According to the report, water scarcity affects between two and three billion people for at least one month per year, presenting a serious threat to livelihoods, particularly food security and access to electricity.
Noting that extreme and prolonged droughts are also stressing ecosystems, with disastrous effects for both plant and animal species, the report further noted that the global urban population confronting water scarcity is expected to more than double by 2050, from 930 million in 2016 to 1.7-2.4 billion people.
“There is an urgent need to establish strong international mechanisms to prevent the global water crisis from spiralling out of control. Water is our common future, and it is essential to act together to share it equitably and manage it sustainably,” the Director-General of UNESCO, Audrey Azoulay, said while speaking at the conference.
“There is much to do, and time is not on our side,” Chair of UN-Water and Director-General of the International Labour Organisation, Gilbert F. Houngbo, said.
“This report shows our ambition, and we must now come together and accelerate action. This is our moment to make a difference,” he added.

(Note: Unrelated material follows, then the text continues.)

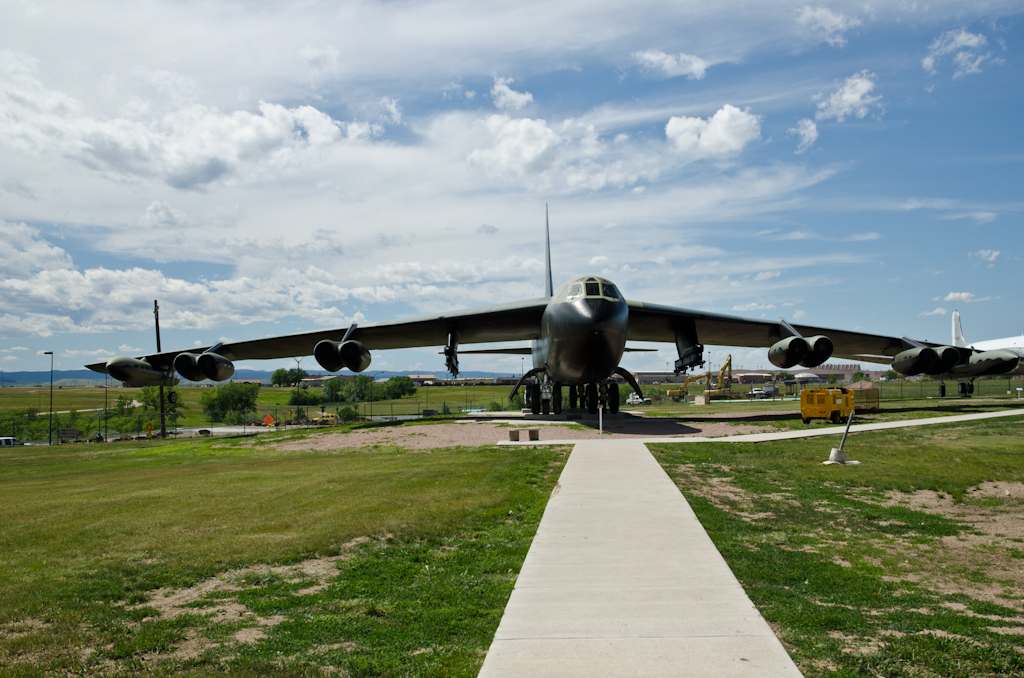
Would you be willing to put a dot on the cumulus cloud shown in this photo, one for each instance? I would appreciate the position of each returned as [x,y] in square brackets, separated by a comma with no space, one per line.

Pointing out that international cooperation is the key to access to water for all, the report noted that nearly every water-related intervention involves some kind of cooperation.
Stressing that growing crops requiring shared irrigation systems among farmers to provide safe and affordable water to cities and rural areas is only possible through communal management of water supply and sanitation systems, and cooperation between these urban and rural communities is essential to maintaining both food security and uphold farmer incomes, the report stated.
The report further pointed out that only 6 of the world’s 468 internationally shared aquifers are subject to a formal cooperative agreement, despite cooperation over transboundary basins and aquifers having been shown to deliver many benefits beyond water security, including opening additional diplomatic channels.
Reiterating that boosting international cooperation is the only way to prevent a global water crisis in the coming decades, the United Nations called upon countries to work together to avert the looming crisis.